The Syrian Observatory for Human Rights said the fighting broke out in the morning and killed at least seven soldiers, while the official SANA news agency reported that troops killed "terrorists" -- the regime's term for insurgents.
Meanwhile, activists later said that the Syrian regime's army has killed more than 50 people in the village of Bayda at the southern entrance to the town of Banias, pointing out that the death toll is expected to exceed 100.
"Since this morning, the army and pro-regime forces have been besieging Bayda," said the Britain-based Observatory.
"The village is the scene of fierce fighting between the army and rebel battalions -- the first of its kind in the Banias area," it said.

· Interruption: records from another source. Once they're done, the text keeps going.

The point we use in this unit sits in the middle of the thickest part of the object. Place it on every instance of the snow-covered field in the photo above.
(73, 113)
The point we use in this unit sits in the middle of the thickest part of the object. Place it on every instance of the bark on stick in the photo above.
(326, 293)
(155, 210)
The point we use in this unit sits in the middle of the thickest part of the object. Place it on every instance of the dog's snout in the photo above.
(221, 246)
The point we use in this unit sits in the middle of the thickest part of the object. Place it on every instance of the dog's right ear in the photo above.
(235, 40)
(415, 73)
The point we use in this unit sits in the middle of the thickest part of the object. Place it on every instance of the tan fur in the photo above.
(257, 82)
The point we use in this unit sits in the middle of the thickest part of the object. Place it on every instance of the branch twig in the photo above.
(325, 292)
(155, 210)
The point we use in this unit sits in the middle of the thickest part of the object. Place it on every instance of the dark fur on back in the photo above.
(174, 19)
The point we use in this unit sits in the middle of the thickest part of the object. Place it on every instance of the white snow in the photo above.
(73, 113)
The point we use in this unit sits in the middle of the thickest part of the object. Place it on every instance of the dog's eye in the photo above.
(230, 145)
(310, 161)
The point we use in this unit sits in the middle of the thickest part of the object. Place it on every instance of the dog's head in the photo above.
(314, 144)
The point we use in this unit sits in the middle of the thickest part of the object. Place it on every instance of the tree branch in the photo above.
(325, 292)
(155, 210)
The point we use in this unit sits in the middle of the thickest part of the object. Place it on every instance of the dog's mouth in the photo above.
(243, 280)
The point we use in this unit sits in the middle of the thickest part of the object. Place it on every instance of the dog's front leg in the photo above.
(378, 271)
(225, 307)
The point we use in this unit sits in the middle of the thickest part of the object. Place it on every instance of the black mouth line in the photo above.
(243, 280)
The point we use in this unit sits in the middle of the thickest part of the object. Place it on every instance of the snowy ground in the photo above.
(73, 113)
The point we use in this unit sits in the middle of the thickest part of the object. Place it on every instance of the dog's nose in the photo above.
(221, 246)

The watchdog, which relies on activists and medics on the ground for its information, gave a preliminary toll of "at least seven soldiers killed and 20 others wounded."

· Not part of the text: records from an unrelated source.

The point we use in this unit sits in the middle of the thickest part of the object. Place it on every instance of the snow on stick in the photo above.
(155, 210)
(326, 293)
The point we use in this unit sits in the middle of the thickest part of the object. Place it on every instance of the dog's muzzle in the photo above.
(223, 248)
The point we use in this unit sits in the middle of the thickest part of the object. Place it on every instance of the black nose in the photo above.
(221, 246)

SANA, quoting an unnamed top official, said regime forces "killed terrorists in Bayda and the village of Mirqab, as well as in the (Sunni) district of Ras al-Nabah," in the port of Banias
According to the Observatory, the troops and the shabiha (pro-regime militiamen) carried out "summary executions" in Bayda, and warned of a new "massacre" in Syria.

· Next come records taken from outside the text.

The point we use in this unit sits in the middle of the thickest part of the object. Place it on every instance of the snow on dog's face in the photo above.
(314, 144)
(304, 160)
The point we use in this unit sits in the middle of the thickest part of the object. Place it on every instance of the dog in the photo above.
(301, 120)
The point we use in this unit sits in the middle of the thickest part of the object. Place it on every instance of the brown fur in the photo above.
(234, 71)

"The army has cut off all communications with the village and it is very difficult to get a precise toll," Observatory chief Rami Abdel Rahman told Agence France Presse.
The Banias region is predominantly Alawite, an offshoot of Shiite Islam and the sect of President Bashar Assad, but has several Sunni villages to the south.
In the south of the port city, where there is also a large Sunni population, "sustained gunfire coming from the army was heard, and the security services are out in the streets to terrify residents," the watchdog said.
Witnesses have seen "ambulances taking soldiers wounded in the fighting to Bayda," it added.
The Observatory said most young Sunnis left the Banias area after an army offensive in May 2011, two months after the start of the uprising against the Assad regime.
"They left because they were afraid of being arrested or forced to join the army," Abdel Rahman said.
Banias, along with Daraa in the south, the cradle of the uprising, saw some of the first demonstrations against the regime in March 2011.
The region's three main coastal cities of Banias, Latakia and Tartus and their surrounding areas form the "Alawite heartland" where analysts say Assad could seek refuge if his regime falls.